Пленная, конечно, поняла смысл разговора: негодующе отвела взгляд в сторону. А дрожать не перестала, очевидно, накупалась она основательно в ледяной воде.
Вахромеев припомнил кое-какие немецкие слова, которые волей-неволей пришлось запомнить за месяцы последнего наступления. Жестом показал в сторону стола:
- Немен зи пляц, фрейлейн. - Потом обернулся к ординарцу Прокопьеву: - Ну-ка быстренько сваргань кружку горячего чая! А то она зубами клацает.
Что-то долго не появлялся капитан Соменко… Летчица села на лавку к столу, Вахромеев - напротив. Он смотрел на пленную, а она смотрела на придвинутую парившую кружку с чаем. Смотрела брезгливо, с нескрываемым отвращением, как будто перед ней поставили бурду. А ведь это был настоящий сибирский чай - янтарно-бурый, крепко настоянный на кирпичной заварке. И не на какой-нибудь, а на фирменной, Иркутской чаеразвесочной фабрики, еще довоенной выделки! Этим кирпичным чаем Афоня Прокопьев запасся в прошлом году подо Львовом - специально для командира. Целый вещмешок нагрузил из попавшегося на пути трофейного продовольственного эшелона. А ей, видите ли, не нравится…

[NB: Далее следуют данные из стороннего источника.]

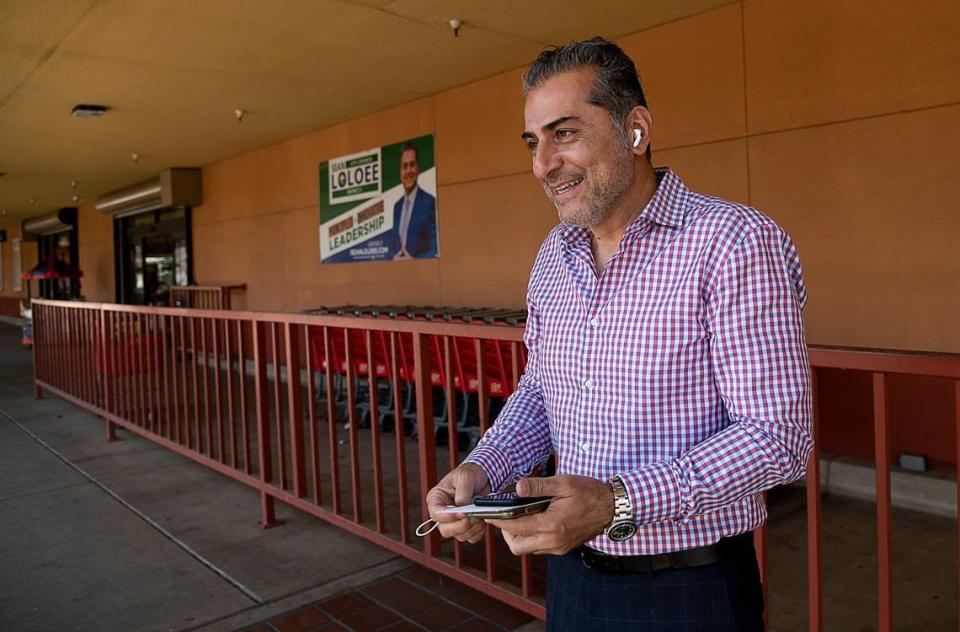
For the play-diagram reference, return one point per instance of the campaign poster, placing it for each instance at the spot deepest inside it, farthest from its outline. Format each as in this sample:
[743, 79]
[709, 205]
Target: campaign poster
[380, 204]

И все-таки Вахромеев не злился на пленную, наоборот, чем больше глядел, тем большую испытывал жалость. Нет, не ее он, пожалуй, жалел, не взъерошенную, насмерть перепуганную, готовую разрыдаться молодую женщину, которую жестокая прихоть войны вдруг швырнула с неба наземь, прямо на окопы скуластых, пропахших порохом "азиатов-варваров" (какими она конечно же представляет русских солдат).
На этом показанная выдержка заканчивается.